Один мой любимый богач-консерватор, говорю я им, отказал деньги на издание писем женевских пастырей времен Кальвина. Он полагал, что тут-то и обнаружится непричастность церкви к политике. И что же? Выяснилось, что первой заботой этих первых кальвинистов было ниспровержение французского правительства. С восторженной радостью говорю я им о пламенном Уэсли.

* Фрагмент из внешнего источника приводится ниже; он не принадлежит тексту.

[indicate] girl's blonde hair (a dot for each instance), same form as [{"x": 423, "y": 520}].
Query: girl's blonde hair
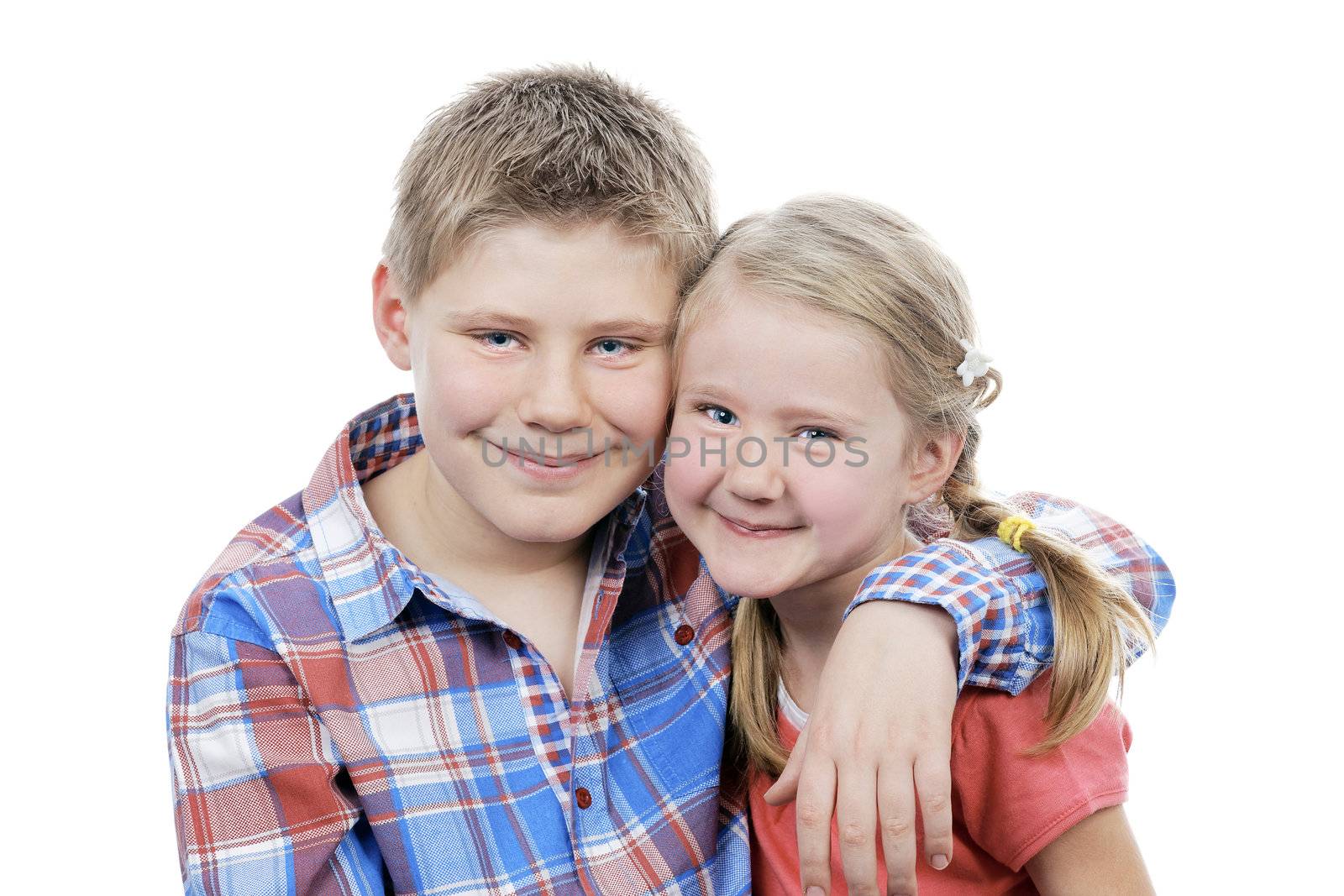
[{"x": 869, "y": 269}]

А им не по себе. Они из другого мира — безнадежного, нелепого, неискупленного. В первых четырех рядах — никого. В пятом, как всегда, четверо: доктор Груй, почему-то мой приверженец; профессор Уотсон из университета, внимающий мне с прохладным профессорским интересом; его жена, затеявшая нынче интрижку с дантистом и по этому поводу три раза в неделю бывающая у меня; и старик Элберт Финч, глухой, как пень, и, как пень, упорный — я это в нем очень уважаю, эту нехристианскую добродетель. Позади — остатки былой паствы, рассеянной испытаньями. В который раз благодарю я Бога за свою смехотворность — не будь я такой смешной на своей невидимой скамеечке (vanitas), — я вознесся бы над этими людьми, стал бы безразличен к ним. А они, если б были не такие смятенные и жалкие, ринулись бы в мир и покинули бы мою церковь. Нет, мы друг другу нужны. Я им прорицаю что-то полупонятное, волнующее и тревожное. Перевожу им с греческого и древнееврейского, а они хмурятся — это начало понимания. Однажды, внезапно думаю я, они вдруг поймут, воспрянут, как один человек, возгласят «Осанна!» — обойдутся без меня, без такого излишества. Наскоро подбрасываю я им кое-что совсем непонятное: «хесет», по-древнееврейски — непреходящую милость Господню. Тогдашние евреи, говорю я, жили куда неудобнее, чем мы с вами, они только и ждали невзгод и гибели, чудом проживали день за днем. И я поспешно, исподтишка закругляюсь. «Возблагодарим же Господа за благость Его!» Они покусывают губы, смотрят исподлобья, по-бычьи и склоняют головы. Я замечаю где-то позади лицо непривычное: призрачное, бородатое, пророчески закинутое. Он не склоняется с остальными под мое благословение. Я топчусь на месте, колеблюсь, повторяю призыв.